Un anno senza il Duca.

Come è stato detto e ridetto il 2016 si è abbattuto sulla Musica come un flagello biblico, portandosi via importanti nomi che hanno segnato la storia degli ultimi decenni.

Uno di questi, il primo che è caduto e che ha dovuto cedere le armi di fronte alla malattia che lo affliggeva, è David Bowie, che si è congedato da quel pianeta Terra su cui cadde con il tremendo e bellissimo Blackstar, un album concepito e realizzato quando già la fine era prossima e per questo ancora più struggente.

Major TomZiggy Stardust, il Duca Bianco, Thomas Jerome Newton, Jareth, Nathan Adler sono alcune delle facce interpretate nella sua lunga carriera di icona della musica e non solo, capace di reinventarsi e di rinascere album dopo album, progetto dopo progetto.

Oggi David Bowie avrebbe compiuto settant’anni e mi sembra giusto ricordarlo con un piccolo sunto dei suoi tanti lavori discografici, che hanno segnato la storia del Pop/Rock degli ultimi decenni.

Dai suoi timidi inizi nella scena Pop/Folk inglese degli anni 60 (Space Oddity), diventa un punto di riferimento per il Rock dei 70, grazie a dischi dal forte accento Glam come The Rise And Fall Of Ziggy Stardust And The Spiders From Mars, Aladdin Sane, Hunky Dory, Diamond Dogs e The Man Who Sold The World.

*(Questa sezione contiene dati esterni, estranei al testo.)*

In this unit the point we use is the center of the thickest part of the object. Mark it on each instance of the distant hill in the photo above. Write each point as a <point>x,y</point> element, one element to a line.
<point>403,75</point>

La scelta di far morire il suo Ziggy prima che lo stesso protagonista dei suoi album lo portasse in un limbo artistico (dove finiranno invece tanti suoi colleghi incapaci di staccarsi dal genere) lo porta in trasferta negli USA. L’approdo al Soul/Funk di Young Americans lo mette al riparo da un declino che poteva essere imminente e gli fa conquistare le classifiche d’oltreoceano. La sua capacità camaleontica inizia a diventare il faro di tutta la sua produzione, facendolo viaggiare sul treno di Station To Station che lo trasporta verso lidi sempre più sperimentali.

Il ritorno in Europa e la collaborazione con Brian Eno gli fanno realizzare quella Trilogia Berlinese (Heroes, Low e Lodger) in cui abbraccia l’elettronica e diventa immortale.

Gli anni 80 si aprono con Scary Monsters, in cui rimette mano a un sound più tradizionale, riequilibrando la struttura del disco verso un maggiore influsso Rock. Quel decennio è per David Bowie anche quello della collaborazione con Giorgio Morder per Let’s Dance e del grande successo commerciale, oltre a essere anche portatore di album mediocri come Tonight e Never Let Me Down.

La collaborazione con i Tin Machine e la rinnovata voglia di suonare lo fanno giungere nel decennio successivo con Black Tie White Noise, album di passaggio verso il più ispirato e ambizioso progetto di Outside. L’aggressivo  Earthling e il più tenue Hours chiudono il decennio. Heathen segna il passaggio successivo, con un disco che riabbraccia il Rock e le classifiche di vendita, rinverdendo ancora la sua carriera. Il suo ultimo lavoro prima di un lungo silenzio è Reality, che si rivela molto debole rispetto ai suoi ultimi standard. Nel 2013 (dieci anni dopo Reality) torna con The Next Day, disco che lo riporta in cima alle classifiche. Il suo ultimo lavoro è il bellissimo Blackstar, pubblicato pochi giorni prima di morire, con cui si congeda dal suo pubblico e dalla Musica.

David Bowie è stato un’artista immenso e geniale, con una capacità di riscrivere sé stesso senza rinunciare (quasi mai) a uno standard qualitativo che lo eleva a leggenda assoluta. La sua scomparsa a 69 anni ha segnato la fine di una splendida storia. L’Uomo che cadde sulla terra, stavolta, non si rialzerà più.

P.S. Per celebrare al meglio la carriera di David Bowie, tutti gli articoli di Rock’N’Blog di questa settimana saranno incentrati sulla sua sua figura artistica.